The new data now appears in the table “Status”, and the CDC stream is continuously working as soon as this change is reflected in the WAL-irrespective of this schema change. It will be sent to Kafka and the same can be consumed by Apache Pinot.

Schema evolution in Pinot does not require the deletion and recreation of the table. Whenever YugabyteDB changes the model (by adding a new column on its table) and reflects this in CDC streams, Apache Pinot supports the schema evolution. This can be done through CLI and CURL commands.

Figure 8 below shows the Schema of Outdoorsensors Realtime table in Pinot. (Note that a new column, status, was added).

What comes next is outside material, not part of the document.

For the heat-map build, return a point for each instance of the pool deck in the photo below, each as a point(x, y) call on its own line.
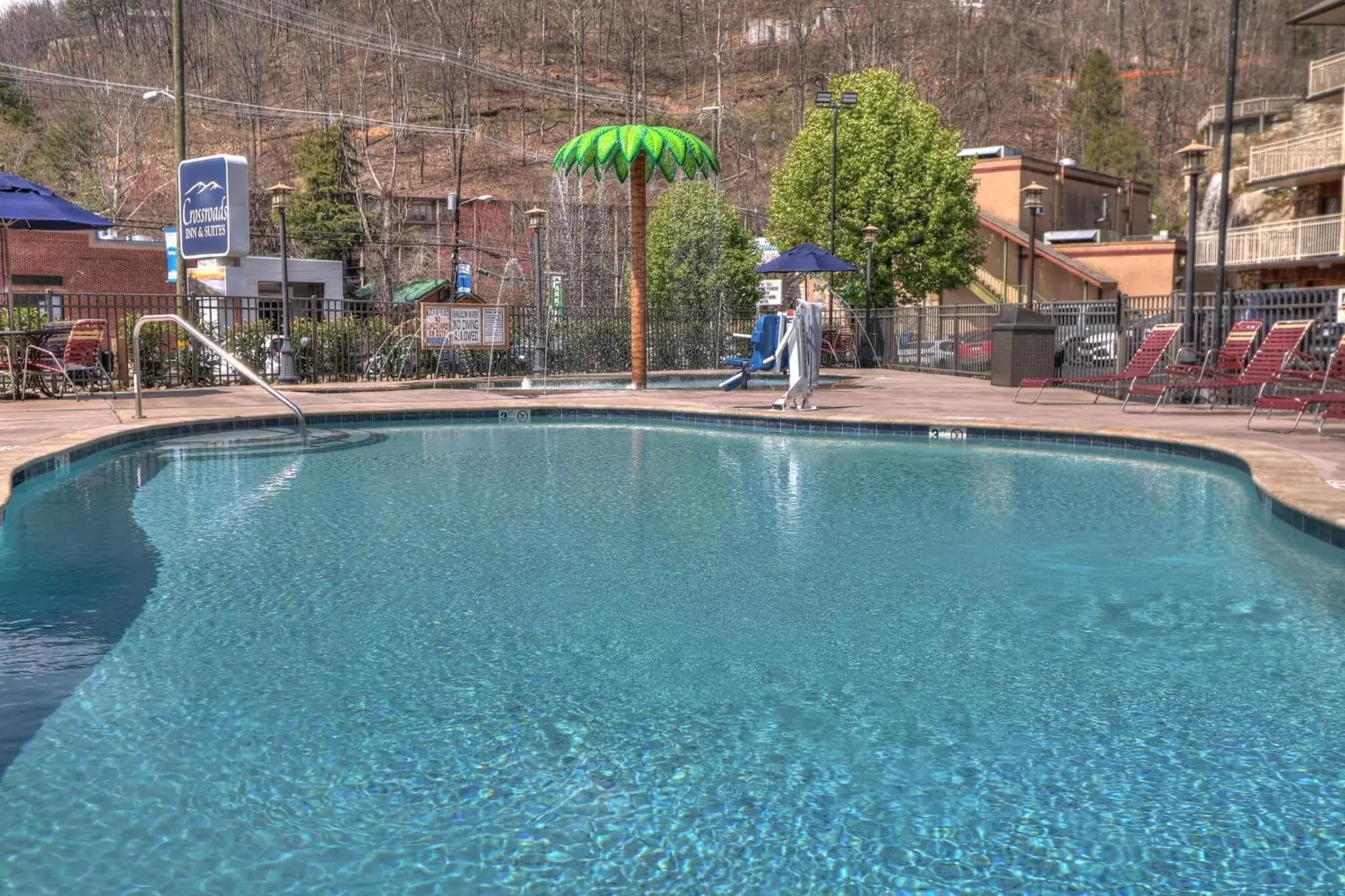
point(1294, 468)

In case of real-time tables in Apache Pinot make sure the “pinot.server.instance.reload.consumingSegment” config is set to true inside Server config. Without this, the current consuming segment(s) will not reflect the default null value for newly added columns. Note: the real values for the newly added columns won’t be reflected within the current consuming segment(s). The next consuming segment(s) will start consuming the real values.

curl -X POST localhost:9000/segments/outdoorsensors_REALTIME/reload
{"status":"Segment reload details: {\"outdoorsensors_REALTIME\":{\"reloadJobId\":\"ac01bbe1-9c26-40ce-9673-440192ceb21d\",\"reloadJobMetaZKStorageStatus\":\"SUCCESS\",\"numMessagesSent\":\"1\"}}"}

The same record we could see in Apache Pinot is streamed after the schema change is reflected between the source and target.

Connect the Real-time table of Pinot using JDBC or Standard Dashboard tools
To connect Apache Pinot from your application, Pinot offers a standard JDBC interface to query the database, or you can use dashboard tools like Tableau, Trino, Apache Superset, StarTree and Presto.

Conclusion and Summary

In this blog post we walked through step-by-step how to integrate YugabyteDB with Apache Pinot using YugabyteDB’s CDC connector.

These steps help to integrate real-time OLAP queries for your application from Pinot so you can pre-join, pre-aggregate and pre-cube your data with specific dimensions and measures.

The above CDC metrics provide valuable information for monitoring CDC operations, performance testing, benchmarking, etc. The metrics collected by YugabyteDB CDC provide an intuitive, visual way to monitor the health, performance, and progress of these CDC operations. For detailed information on CDC metrics, please refer to this page.

The schema evolution in YugabyteDB doesn’t require any outages or downtime when the source table undergoes schema changes. Together, YugabyteDB and Apache Pinot can help you deliver user-facing analytics or build user-facing apps for your enterprise that can generate business value from the large amounts of data you collect and store.